Canábis medicinal alivia a dor na endometriose
De acordo com um estudo liderado pela Universidade de Otago, em Wellington, a canábis medicinal pode ser uma nova opção de tratamento para pessoas com endometriose, pois mostrou reduzir a dor, melhorar o sono e diminuir a ansiedade.

A investigação, liderada pela Dra. Claire Henry, envolveu 28 pessoas com endometriose e/ou dor pélvica relacionada, às quais se prescreveu óleo de canabidiol (CBD) isoladamente ou em combinação com flor de canábis seca durante três meses.

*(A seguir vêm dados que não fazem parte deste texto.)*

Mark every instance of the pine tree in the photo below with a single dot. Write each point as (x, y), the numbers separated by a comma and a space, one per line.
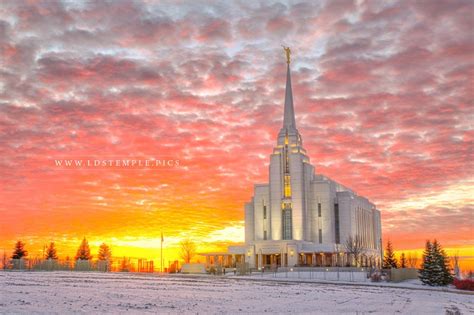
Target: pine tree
(104, 252)
(19, 251)
(444, 276)
(426, 271)
(51, 252)
(435, 267)
(403, 261)
(83, 252)
(389, 260)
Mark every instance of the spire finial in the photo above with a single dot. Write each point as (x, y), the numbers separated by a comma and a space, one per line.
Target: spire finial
(288, 53)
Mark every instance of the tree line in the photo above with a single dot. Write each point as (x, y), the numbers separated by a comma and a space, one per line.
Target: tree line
(83, 252)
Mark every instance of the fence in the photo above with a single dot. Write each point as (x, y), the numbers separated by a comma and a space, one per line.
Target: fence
(115, 265)
(332, 274)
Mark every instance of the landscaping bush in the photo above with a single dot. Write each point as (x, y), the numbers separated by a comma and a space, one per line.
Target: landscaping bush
(466, 284)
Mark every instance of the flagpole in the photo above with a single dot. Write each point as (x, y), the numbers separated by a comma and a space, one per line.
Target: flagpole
(161, 254)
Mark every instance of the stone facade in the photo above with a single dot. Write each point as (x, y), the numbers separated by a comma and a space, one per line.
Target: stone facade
(301, 218)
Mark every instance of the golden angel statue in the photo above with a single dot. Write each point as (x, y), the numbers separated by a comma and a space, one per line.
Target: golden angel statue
(287, 52)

As participantes registaram semanalmente a intensidade da dor numa escala numérica, sendo 0 nenhuma dor e 10 a pior dor imaginável. Responderam ainda a um questionário sobre o perfil de saúde relacionado com a endometriose antes do início do estudo e no fim das 12 semanas. Dezassete participantes foram entrevistadas sobre as suas experiências no final do estudo.

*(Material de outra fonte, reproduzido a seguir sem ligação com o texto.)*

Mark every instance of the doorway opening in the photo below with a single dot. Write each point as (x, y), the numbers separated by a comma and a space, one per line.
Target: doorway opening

Os resultados, publicados na BMC Complementary Medicine and Therapies, permitiram concluir que a dor pélvica geral no grupo diminuiu de um nível de 5,4 para 3,7, e o nível da pior dor desceu de 7,6 para 5,3. Registou-se ainda uma melhoria clinicamente significativa nas pontuações de qualidade de vida relacionadas com a saúde.
Segundo a especialista, embora o CBD não tenha funcionado para todas as participantes, para algumas os impactos foram transformadores. Uma participante relatou estar a preparar-se para regressar ao mercado de trabalho após três anos afastada, e outra sentia-se tão saudável que estava a começar a tentar engravidar.

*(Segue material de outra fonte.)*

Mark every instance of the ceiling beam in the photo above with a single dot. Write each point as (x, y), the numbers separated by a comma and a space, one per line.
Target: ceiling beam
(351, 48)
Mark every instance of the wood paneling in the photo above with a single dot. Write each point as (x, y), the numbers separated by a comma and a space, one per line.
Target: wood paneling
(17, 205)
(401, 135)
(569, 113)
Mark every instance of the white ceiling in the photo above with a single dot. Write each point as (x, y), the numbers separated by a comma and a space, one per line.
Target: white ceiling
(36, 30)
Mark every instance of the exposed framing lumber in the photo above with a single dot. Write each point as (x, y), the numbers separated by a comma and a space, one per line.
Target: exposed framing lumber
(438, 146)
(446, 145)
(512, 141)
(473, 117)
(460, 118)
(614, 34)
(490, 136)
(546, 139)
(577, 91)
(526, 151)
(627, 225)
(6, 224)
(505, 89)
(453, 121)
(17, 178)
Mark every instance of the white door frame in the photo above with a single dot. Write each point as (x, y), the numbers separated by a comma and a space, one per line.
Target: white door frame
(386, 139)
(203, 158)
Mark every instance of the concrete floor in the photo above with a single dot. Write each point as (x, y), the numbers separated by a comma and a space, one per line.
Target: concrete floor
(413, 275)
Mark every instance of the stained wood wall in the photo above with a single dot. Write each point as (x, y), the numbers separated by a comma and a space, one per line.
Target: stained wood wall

Os benefícios ao nível do sono e da ansiedade tiveram um efeito quase igual na qualidade de vida das participantes, assim como a redução da dor.
A endometriose é uma condição inflamatória na qual o tecido semelhante ao endométrio cresce fora do útero. Os sintomas incluem dor menstrual intensa e debilitante, dor pélvica não cíclica, fadiga e redução da fertilidade.
O tratamento atual inclui o controlo da dor, medicação hormonal e cirurgia laparoscópica. No entanto, o tratamento medicamentoso da endometriose está frequentemente associado a efeitos secundários, e a satisfação das doentes com estes tratamentos pode ser limitada.
As participantes do estudo estavam a utilizar combinações personalizadas de analgésicos, contracetivos e medicamentos holísticos, e faziam modificações no estilo de vida, na tentativa de controlar a dor por si mesmas.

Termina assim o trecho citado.